On 8 August, the Bureau of Land Management estimated the fire was 90 percent contained. Mop-up operations moved well inside the fire line perimeter. By the evening of 8 August, the number of firefighters on scene had been reduced to 376.

Mop-up operations continued on 9 August while additional crews were released for duty on other fires. Crews also began fire suppression damage repair including restoration of sage grouse habitat areas. While mop-up continued on 10 August, Bureau of Land Management officials declared the fire to be 100 percent contained. Over the next few days, the remaining outside crews were released while local fire crews made spot checks along the fire line.

== Effects ==

In the Bureau of Land Management's final update, the size of the Cinder Butte Fire was reported as 52465 acre. Most of the burned area was United States Government land administered Bureau of Land Management; however, some private ranch land was also burned.

The Cinder Butte Fire burned rangeland and scrub woodlands east and southeast of Glass Buttes and north of Wagontire. The main vegetation burned by the fire was grass and sagebrush along with scattered areas of western juniper trees.

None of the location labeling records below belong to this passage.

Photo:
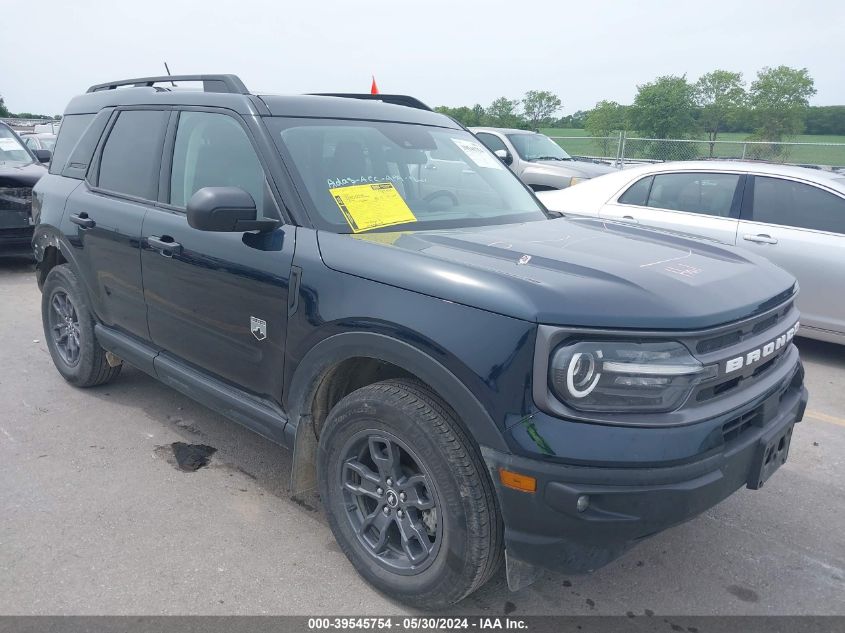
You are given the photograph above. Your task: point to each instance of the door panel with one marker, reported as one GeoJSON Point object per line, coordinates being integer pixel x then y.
{"type": "Point", "coordinates": [721, 229]}
{"type": "Point", "coordinates": [202, 296]}
{"type": "Point", "coordinates": [217, 300]}
{"type": "Point", "coordinates": [698, 203]}
{"type": "Point", "coordinates": [108, 250]}
{"type": "Point", "coordinates": [103, 219]}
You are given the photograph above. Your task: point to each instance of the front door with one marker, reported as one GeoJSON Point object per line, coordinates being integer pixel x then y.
{"type": "Point", "coordinates": [217, 301]}
{"type": "Point", "coordinates": [104, 215]}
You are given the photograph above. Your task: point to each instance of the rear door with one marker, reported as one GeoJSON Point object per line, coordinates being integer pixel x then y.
{"type": "Point", "coordinates": [801, 227]}
{"type": "Point", "coordinates": [103, 216]}
{"type": "Point", "coordinates": [217, 301]}
{"type": "Point", "coordinates": [699, 203]}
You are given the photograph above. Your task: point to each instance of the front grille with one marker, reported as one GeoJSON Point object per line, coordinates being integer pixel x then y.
{"type": "Point", "coordinates": [743, 332]}
{"type": "Point", "coordinates": [735, 343]}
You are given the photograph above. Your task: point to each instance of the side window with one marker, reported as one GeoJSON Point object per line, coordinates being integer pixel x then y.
{"type": "Point", "coordinates": [637, 193]}
{"type": "Point", "coordinates": [491, 141]}
{"type": "Point", "coordinates": [71, 129]}
{"type": "Point", "coordinates": [705, 193]}
{"type": "Point", "coordinates": [790, 203]}
{"type": "Point", "coordinates": [213, 150]}
{"type": "Point", "coordinates": [131, 157]}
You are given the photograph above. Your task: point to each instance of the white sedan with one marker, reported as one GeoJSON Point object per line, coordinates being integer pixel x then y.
{"type": "Point", "coordinates": [791, 215]}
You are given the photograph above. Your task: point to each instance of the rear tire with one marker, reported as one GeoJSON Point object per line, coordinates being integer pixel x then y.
{"type": "Point", "coordinates": [407, 495]}
{"type": "Point", "coordinates": [69, 331]}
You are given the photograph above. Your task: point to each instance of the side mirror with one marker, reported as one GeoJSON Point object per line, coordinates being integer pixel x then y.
{"type": "Point", "coordinates": [225, 209]}
{"type": "Point", "coordinates": [43, 155]}
{"type": "Point", "coordinates": [504, 156]}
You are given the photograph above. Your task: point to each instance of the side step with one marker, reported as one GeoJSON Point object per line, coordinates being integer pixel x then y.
{"type": "Point", "coordinates": [257, 414]}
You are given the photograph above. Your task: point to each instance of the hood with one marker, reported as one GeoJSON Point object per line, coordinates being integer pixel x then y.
{"type": "Point", "coordinates": [20, 175]}
{"type": "Point", "coordinates": [578, 272]}
{"type": "Point", "coordinates": [578, 168]}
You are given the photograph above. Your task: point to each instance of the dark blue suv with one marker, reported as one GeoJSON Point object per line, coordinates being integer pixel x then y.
{"type": "Point", "coordinates": [465, 376]}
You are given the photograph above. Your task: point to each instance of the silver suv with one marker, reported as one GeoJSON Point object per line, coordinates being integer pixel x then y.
{"type": "Point", "coordinates": [793, 216]}
{"type": "Point", "coordinates": [537, 160]}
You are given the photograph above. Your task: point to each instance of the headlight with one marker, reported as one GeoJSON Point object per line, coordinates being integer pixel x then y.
{"type": "Point", "coordinates": [618, 376]}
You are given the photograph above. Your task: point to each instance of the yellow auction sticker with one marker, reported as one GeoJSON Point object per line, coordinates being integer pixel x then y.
{"type": "Point", "coordinates": [372, 206]}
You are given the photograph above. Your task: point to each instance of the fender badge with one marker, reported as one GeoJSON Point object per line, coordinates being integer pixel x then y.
{"type": "Point", "coordinates": [258, 328]}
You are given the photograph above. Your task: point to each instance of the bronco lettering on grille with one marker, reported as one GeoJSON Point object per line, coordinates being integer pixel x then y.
{"type": "Point", "coordinates": [756, 355]}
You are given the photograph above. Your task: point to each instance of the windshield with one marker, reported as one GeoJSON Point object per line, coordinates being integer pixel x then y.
{"type": "Point", "coordinates": [11, 149]}
{"type": "Point", "coordinates": [370, 176]}
{"type": "Point", "coordinates": [537, 147]}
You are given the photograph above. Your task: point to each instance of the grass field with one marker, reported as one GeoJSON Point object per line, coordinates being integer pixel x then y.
{"type": "Point", "coordinates": [732, 147]}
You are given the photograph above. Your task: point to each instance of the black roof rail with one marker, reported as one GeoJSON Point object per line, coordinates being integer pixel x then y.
{"type": "Point", "coordinates": [405, 100]}
{"type": "Point", "coordinates": [210, 83]}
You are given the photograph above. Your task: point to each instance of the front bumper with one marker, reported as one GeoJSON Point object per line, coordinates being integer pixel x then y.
{"type": "Point", "coordinates": [627, 504]}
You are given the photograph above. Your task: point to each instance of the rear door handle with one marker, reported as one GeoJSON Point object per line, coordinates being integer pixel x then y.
{"type": "Point", "coordinates": [164, 245]}
{"type": "Point", "coordinates": [762, 238]}
{"type": "Point", "coordinates": [82, 220]}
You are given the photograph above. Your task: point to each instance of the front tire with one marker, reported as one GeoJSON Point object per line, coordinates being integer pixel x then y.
{"type": "Point", "coordinates": [69, 331]}
{"type": "Point", "coordinates": [407, 495]}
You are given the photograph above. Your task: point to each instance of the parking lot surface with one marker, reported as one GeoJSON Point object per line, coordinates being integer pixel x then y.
{"type": "Point", "coordinates": [96, 519]}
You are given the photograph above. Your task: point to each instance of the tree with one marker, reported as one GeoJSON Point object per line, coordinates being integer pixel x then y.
{"type": "Point", "coordinates": [538, 106]}
{"type": "Point", "coordinates": [664, 108]}
{"type": "Point", "coordinates": [504, 112]}
{"type": "Point", "coordinates": [779, 98]}
{"type": "Point", "coordinates": [721, 96]}
{"type": "Point", "coordinates": [605, 119]}
{"type": "Point", "coordinates": [825, 120]}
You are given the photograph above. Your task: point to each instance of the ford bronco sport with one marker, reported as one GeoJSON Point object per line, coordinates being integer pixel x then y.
{"type": "Point", "coordinates": [464, 376]}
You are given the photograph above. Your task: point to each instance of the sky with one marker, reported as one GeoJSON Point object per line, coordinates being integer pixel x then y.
{"type": "Point", "coordinates": [456, 52]}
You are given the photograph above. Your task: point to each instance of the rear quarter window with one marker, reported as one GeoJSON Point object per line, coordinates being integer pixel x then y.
{"type": "Point", "coordinates": [796, 204]}
{"type": "Point", "coordinates": [131, 157]}
{"type": "Point", "coordinates": [70, 132]}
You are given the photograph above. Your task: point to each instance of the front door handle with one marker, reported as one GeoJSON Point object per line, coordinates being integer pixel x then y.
{"type": "Point", "coordinates": [164, 245]}
{"type": "Point", "coordinates": [761, 238]}
{"type": "Point", "coordinates": [82, 220]}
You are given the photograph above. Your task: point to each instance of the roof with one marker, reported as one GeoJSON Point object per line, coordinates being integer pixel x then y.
{"type": "Point", "coordinates": [351, 108]}
{"type": "Point", "coordinates": [502, 130]}
{"type": "Point", "coordinates": [828, 178]}
{"type": "Point", "coordinates": [143, 92]}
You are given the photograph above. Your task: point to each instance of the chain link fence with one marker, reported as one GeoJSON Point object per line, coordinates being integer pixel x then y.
{"type": "Point", "coordinates": [624, 150]}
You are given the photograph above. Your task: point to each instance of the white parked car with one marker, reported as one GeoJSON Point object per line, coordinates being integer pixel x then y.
{"type": "Point", "coordinates": [791, 215]}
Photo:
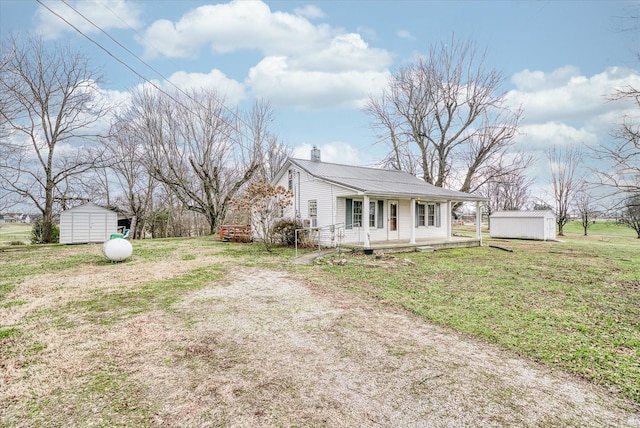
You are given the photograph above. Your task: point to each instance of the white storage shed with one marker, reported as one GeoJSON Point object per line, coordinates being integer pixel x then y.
{"type": "Point", "coordinates": [87, 223]}
{"type": "Point", "coordinates": [523, 225]}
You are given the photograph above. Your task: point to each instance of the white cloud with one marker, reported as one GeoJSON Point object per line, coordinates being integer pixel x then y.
{"type": "Point", "coordinates": [232, 90]}
{"type": "Point", "coordinates": [107, 15]}
{"type": "Point", "coordinates": [304, 65]}
{"type": "Point", "coordinates": [543, 136]}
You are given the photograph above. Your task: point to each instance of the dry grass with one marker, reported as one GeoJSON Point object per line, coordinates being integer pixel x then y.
{"type": "Point", "coordinates": [192, 338]}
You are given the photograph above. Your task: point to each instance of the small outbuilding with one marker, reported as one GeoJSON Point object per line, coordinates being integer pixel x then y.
{"type": "Point", "coordinates": [87, 223]}
{"type": "Point", "coordinates": [523, 225]}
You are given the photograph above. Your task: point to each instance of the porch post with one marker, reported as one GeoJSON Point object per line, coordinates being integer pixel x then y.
{"type": "Point", "coordinates": [365, 221]}
{"type": "Point", "coordinates": [448, 217]}
{"type": "Point", "coordinates": [412, 222]}
{"type": "Point", "coordinates": [478, 222]}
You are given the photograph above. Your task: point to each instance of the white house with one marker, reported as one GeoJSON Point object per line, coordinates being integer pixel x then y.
{"type": "Point", "coordinates": [523, 225]}
{"type": "Point", "coordinates": [87, 223]}
{"type": "Point", "coordinates": [365, 205]}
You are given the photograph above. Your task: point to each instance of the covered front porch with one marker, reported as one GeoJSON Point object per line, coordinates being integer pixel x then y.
{"type": "Point", "coordinates": [423, 245]}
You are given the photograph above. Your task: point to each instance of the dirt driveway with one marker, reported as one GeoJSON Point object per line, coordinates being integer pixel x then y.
{"type": "Point", "coordinates": [262, 349]}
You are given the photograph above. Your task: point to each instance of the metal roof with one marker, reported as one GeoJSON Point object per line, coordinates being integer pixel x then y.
{"type": "Point", "coordinates": [379, 182]}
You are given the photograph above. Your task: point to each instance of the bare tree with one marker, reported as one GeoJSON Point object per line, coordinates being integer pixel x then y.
{"type": "Point", "coordinates": [445, 118]}
{"type": "Point", "coordinates": [54, 103]}
{"type": "Point", "coordinates": [198, 149]}
{"type": "Point", "coordinates": [565, 180]}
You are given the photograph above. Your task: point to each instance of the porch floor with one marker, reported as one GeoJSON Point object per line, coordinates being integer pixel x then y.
{"type": "Point", "coordinates": [431, 244]}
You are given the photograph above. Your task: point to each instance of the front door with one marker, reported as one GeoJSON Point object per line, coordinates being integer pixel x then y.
{"type": "Point", "coordinates": [392, 230]}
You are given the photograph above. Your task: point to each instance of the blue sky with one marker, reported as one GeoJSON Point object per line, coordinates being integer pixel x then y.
{"type": "Point", "coordinates": [319, 61]}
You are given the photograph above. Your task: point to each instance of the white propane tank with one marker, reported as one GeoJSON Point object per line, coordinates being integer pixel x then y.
{"type": "Point", "coordinates": [117, 249]}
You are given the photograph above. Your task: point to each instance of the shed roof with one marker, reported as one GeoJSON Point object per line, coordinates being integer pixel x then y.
{"type": "Point", "coordinates": [522, 214]}
{"type": "Point", "coordinates": [379, 182]}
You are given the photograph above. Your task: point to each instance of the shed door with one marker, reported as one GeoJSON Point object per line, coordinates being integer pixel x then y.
{"type": "Point", "coordinates": [392, 231]}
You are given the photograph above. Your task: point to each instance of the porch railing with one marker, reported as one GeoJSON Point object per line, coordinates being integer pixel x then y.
{"type": "Point", "coordinates": [332, 235]}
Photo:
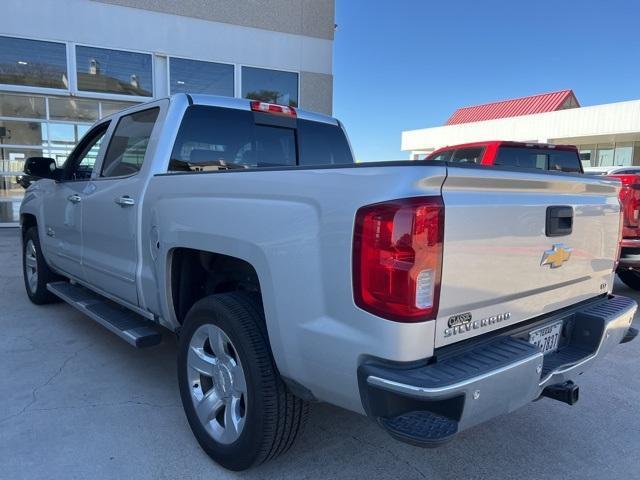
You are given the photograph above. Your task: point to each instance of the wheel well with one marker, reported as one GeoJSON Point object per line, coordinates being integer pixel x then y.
{"type": "Point", "coordinates": [196, 274]}
{"type": "Point", "coordinates": [27, 221]}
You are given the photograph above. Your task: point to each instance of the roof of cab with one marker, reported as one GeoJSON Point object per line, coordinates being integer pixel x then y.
{"type": "Point", "coordinates": [245, 104]}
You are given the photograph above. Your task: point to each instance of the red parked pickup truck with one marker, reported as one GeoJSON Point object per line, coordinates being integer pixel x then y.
{"type": "Point", "coordinates": [564, 158]}
{"type": "Point", "coordinates": [629, 263]}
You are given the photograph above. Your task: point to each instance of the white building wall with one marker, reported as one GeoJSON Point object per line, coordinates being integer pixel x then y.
{"type": "Point", "coordinates": [112, 26]}
{"type": "Point", "coordinates": [598, 121]}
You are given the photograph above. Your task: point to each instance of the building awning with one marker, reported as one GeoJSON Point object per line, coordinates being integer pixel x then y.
{"type": "Point", "coordinates": [545, 102]}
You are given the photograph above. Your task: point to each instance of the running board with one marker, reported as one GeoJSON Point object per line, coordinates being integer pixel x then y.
{"type": "Point", "coordinates": [129, 326]}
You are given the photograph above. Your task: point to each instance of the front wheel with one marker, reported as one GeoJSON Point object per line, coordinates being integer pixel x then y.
{"type": "Point", "coordinates": [631, 278]}
{"type": "Point", "coordinates": [238, 407]}
{"type": "Point", "coordinates": [35, 271]}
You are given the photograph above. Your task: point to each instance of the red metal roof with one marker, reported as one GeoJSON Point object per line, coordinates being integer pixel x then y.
{"type": "Point", "coordinates": [544, 102]}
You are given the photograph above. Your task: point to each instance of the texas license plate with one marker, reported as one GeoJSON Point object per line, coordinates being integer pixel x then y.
{"type": "Point", "coordinates": [546, 338]}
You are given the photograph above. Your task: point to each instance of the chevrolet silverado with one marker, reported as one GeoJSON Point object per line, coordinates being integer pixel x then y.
{"type": "Point", "coordinates": [429, 296]}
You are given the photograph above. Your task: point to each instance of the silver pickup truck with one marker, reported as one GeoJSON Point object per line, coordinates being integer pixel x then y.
{"type": "Point", "coordinates": [428, 296]}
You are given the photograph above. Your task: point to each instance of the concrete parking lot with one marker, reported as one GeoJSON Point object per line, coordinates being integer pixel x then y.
{"type": "Point", "coordinates": [77, 402]}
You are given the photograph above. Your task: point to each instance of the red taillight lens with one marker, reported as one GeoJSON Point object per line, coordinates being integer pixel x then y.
{"type": "Point", "coordinates": [273, 108]}
{"type": "Point", "coordinates": [397, 258]}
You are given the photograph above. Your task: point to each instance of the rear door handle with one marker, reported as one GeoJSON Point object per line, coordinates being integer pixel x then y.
{"type": "Point", "coordinates": [125, 201]}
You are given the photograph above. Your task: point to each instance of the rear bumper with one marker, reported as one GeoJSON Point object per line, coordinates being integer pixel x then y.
{"type": "Point", "coordinates": [467, 386]}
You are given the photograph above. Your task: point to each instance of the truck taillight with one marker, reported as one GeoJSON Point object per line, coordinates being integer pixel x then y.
{"type": "Point", "coordinates": [397, 258]}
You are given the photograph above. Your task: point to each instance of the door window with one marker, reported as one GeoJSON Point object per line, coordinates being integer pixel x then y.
{"type": "Point", "coordinates": [128, 145]}
{"type": "Point", "coordinates": [80, 163]}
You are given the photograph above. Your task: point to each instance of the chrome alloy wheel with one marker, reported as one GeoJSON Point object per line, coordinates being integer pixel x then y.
{"type": "Point", "coordinates": [217, 382]}
{"type": "Point", "coordinates": [31, 265]}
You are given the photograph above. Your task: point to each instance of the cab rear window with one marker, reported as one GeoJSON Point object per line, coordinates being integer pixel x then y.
{"type": "Point", "coordinates": [539, 158]}
{"type": "Point", "coordinates": [216, 138]}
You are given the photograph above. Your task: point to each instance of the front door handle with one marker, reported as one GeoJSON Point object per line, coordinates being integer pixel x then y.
{"type": "Point", "coordinates": [125, 201]}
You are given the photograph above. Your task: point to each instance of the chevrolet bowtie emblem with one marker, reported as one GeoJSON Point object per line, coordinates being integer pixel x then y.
{"type": "Point", "coordinates": [556, 256]}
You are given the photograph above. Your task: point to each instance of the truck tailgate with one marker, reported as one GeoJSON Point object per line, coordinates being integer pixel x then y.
{"type": "Point", "coordinates": [497, 261]}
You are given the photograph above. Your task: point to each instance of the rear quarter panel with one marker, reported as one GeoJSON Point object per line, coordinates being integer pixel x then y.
{"type": "Point", "coordinates": [295, 227]}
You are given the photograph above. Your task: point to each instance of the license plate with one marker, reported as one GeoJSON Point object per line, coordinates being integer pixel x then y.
{"type": "Point", "coordinates": [546, 338]}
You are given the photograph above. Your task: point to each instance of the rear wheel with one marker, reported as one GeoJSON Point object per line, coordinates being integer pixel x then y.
{"type": "Point", "coordinates": [35, 271]}
{"type": "Point", "coordinates": [631, 278]}
{"type": "Point", "coordinates": [238, 407]}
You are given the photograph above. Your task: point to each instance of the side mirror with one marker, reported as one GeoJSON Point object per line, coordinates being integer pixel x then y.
{"type": "Point", "coordinates": [42, 167]}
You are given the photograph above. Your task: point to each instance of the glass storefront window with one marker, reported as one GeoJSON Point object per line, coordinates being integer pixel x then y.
{"type": "Point", "coordinates": [33, 63]}
{"type": "Point", "coordinates": [270, 86]}
{"type": "Point", "coordinates": [112, 107]}
{"type": "Point", "coordinates": [11, 192]}
{"type": "Point", "coordinates": [623, 154]}
{"type": "Point", "coordinates": [587, 155]}
{"type": "Point", "coordinates": [63, 134]}
{"type": "Point", "coordinates": [114, 71]}
{"type": "Point", "coordinates": [21, 132]}
{"type": "Point", "coordinates": [25, 106]}
{"type": "Point", "coordinates": [193, 76]}
{"type": "Point", "coordinates": [73, 109]}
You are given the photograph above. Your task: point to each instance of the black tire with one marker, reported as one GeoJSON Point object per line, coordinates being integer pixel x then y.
{"type": "Point", "coordinates": [274, 416]}
{"type": "Point", "coordinates": [38, 294]}
{"type": "Point", "coordinates": [630, 278]}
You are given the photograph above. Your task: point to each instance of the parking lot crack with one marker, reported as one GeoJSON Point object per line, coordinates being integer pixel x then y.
{"type": "Point", "coordinates": [34, 392]}
{"type": "Point", "coordinates": [392, 454]}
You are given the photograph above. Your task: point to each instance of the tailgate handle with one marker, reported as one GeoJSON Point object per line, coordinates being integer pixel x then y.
{"type": "Point", "coordinates": [559, 221]}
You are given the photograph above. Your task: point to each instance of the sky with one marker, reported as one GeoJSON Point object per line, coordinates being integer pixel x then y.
{"type": "Point", "coordinates": [407, 64]}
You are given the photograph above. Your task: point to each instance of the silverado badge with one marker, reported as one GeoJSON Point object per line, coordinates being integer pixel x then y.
{"type": "Point", "coordinates": [556, 256]}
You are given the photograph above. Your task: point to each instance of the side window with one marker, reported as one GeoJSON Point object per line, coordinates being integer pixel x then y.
{"type": "Point", "coordinates": [80, 163]}
{"type": "Point", "coordinates": [442, 156]}
{"type": "Point", "coordinates": [128, 144]}
{"type": "Point", "coordinates": [468, 155]}
{"type": "Point", "coordinates": [565, 161]}
{"type": "Point", "coordinates": [520, 157]}
{"type": "Point", "coordinates": [322, 144]}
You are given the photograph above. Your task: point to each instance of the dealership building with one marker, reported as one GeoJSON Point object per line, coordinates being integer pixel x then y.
{"type": "Point", "coordinates": [607, 134]}
{"type": "Point", "coordinates": [64, 65]}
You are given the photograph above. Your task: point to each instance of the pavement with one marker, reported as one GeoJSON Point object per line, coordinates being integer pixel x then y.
{"type": "Point", "coordinates": [78, 402]}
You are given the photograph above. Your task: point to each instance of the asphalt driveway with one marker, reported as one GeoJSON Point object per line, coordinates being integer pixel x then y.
{"type": "Point", "coordinates": [77, 402]}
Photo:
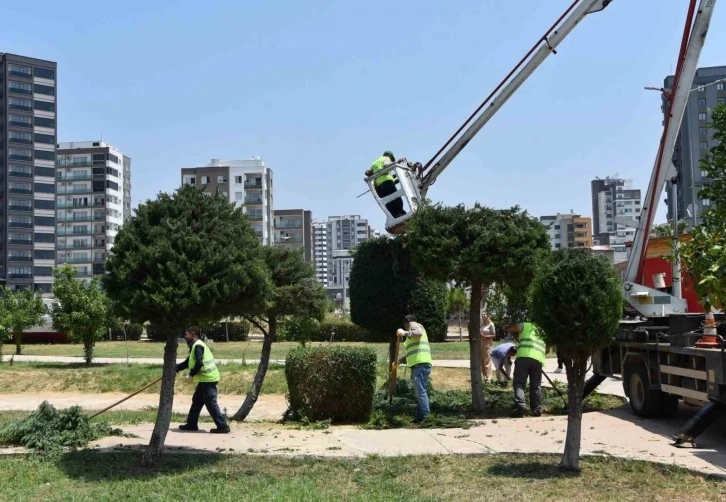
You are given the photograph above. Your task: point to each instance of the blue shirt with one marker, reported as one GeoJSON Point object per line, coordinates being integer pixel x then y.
{"type": "Point", "coordinates": [499, 353]}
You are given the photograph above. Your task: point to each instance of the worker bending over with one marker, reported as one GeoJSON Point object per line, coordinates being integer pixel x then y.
{"type": "Point", "coordinates": [531, 353]}
{"type": "Point", "coordinates": [385, 184]}
{"type": "Point", "coordinates": [418, 358]}
{"type": "Point", "coordinates": [204, 372]}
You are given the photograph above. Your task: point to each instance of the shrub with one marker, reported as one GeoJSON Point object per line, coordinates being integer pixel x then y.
{"type": "Point", "coordinates": [333, 382]}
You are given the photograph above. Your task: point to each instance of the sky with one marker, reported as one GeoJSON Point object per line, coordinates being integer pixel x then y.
{"type": "Point", "coordinates": [319, 89]}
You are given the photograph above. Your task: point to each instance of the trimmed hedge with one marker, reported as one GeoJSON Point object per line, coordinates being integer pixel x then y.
{"type": "Point", "coordinates": [331, 383]}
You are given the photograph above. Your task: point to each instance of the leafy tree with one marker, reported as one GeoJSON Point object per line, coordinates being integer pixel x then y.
{"type": "Point", "coordinates": [477, 247]}
{"type": "Point", "coordinates": [457, 305]}
{"type": "Point", "coordinates": [183, 259]}
{"type": "Point", "coordinates": [384, 287]}
{"type": "Point", "coordinates": [577, 303]}
{"type": "Point", "coordinates": [19, 310]}
{"type": "Point", "coordinates": [704, 256]}
{"type": "Point", "coordinates": [295, 293]}
{"type": "Point", "coordinates": [81, 309]}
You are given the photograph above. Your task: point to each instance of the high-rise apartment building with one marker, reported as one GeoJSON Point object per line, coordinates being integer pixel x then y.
{"type": "Point", "coordinates": [695, 139]}
{"type": "Point", "coordinates": [93, 199]}
{"type": "Point", "coordinates": [247, 183]}
{"type": "Point", "coordinates": [28, 132]}
{"type": "Point", "coordinates": [294, 228]}
{"type": "Point", "coordinates": [568, 230]}
{"type": "Point", "coordinates": [615, 203]}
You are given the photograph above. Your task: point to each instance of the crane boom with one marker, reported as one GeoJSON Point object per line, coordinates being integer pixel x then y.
{"type": "Point", "coordinates": [547, 45]}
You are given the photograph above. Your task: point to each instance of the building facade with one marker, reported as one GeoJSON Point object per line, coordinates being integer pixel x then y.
{"type": "Point", "coordinates": [93, 199]}
{"type": "Point", "coordinates": [695, 139]}
{"type": "Point", "coordinates": [28, 135]}
{"type": "Point", "coordinates": [615, 203]}
{"type": "Point", "coordinates": [247, 183]}
{"type": "Point", "coordinates": [568, 230]}
{"type": "Point", "coordinates": [294, 228]}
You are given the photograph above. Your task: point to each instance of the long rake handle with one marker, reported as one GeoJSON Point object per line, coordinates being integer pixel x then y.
{"type": "Point", "coordinates": [127, 397]}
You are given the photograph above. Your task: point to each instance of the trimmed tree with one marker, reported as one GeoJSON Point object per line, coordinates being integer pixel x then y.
{"type": "Point", "coordinates": [295, 292]}
{"type": "Point", "coordinates": [384, 287]}
{"type": "Point", "coordinates": [477, 247]}
{"type": "Point", "coordinates": [21, 309]}
{"type": "Point", "coordinates": [183, 259]}
{"type": "Point", "coordinates": [81, 310]}
{"type": "Point", "coordinates": [577, 303]}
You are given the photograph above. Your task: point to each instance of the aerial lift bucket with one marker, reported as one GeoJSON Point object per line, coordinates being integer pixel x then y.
{"type": "Point", "coordinates": [407, 185]}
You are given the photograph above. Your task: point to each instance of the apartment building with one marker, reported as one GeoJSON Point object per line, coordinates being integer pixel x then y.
{"type": "Point", "coordinates": [28, 132]}
{"type": "Point", "coordinates": [93, 199]}
{"type": "Point", "coordinates": [568, 230]}
{"type": "Point", "coordinates": [294, 228]}
{"type": "Point", "coordinates": [248, 183]}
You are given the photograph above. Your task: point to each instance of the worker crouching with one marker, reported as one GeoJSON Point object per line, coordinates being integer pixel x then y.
{"type": "Point", "coordinates": [418, 358]}
{"type": "Point", "coordinates": [204, 372]}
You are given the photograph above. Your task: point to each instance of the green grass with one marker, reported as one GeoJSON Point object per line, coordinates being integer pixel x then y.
{"type": "Point", "coordinates": [90, 476]}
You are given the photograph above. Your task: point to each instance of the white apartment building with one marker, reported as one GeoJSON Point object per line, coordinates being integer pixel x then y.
{"type": "Point", "coordinates": [93, 199]}
{"type": "Point", "coordinates": [248, 183]}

No residences or commercial structures were lost; however, four ranch outbuildings were destroyed along with two long-abandoned homestead cabins.

While it was actively burning, the Cinder Butte Fire was the largest active fire in the state of Oregon. At its peak, there were 496 firefighters from the Bureau of Land Management, United States Forest Service, and several other agencies working on the fire. Equipment dispatched to the fire included pumper trucks, bulldozers, water tankers, helicopters, and air tankers.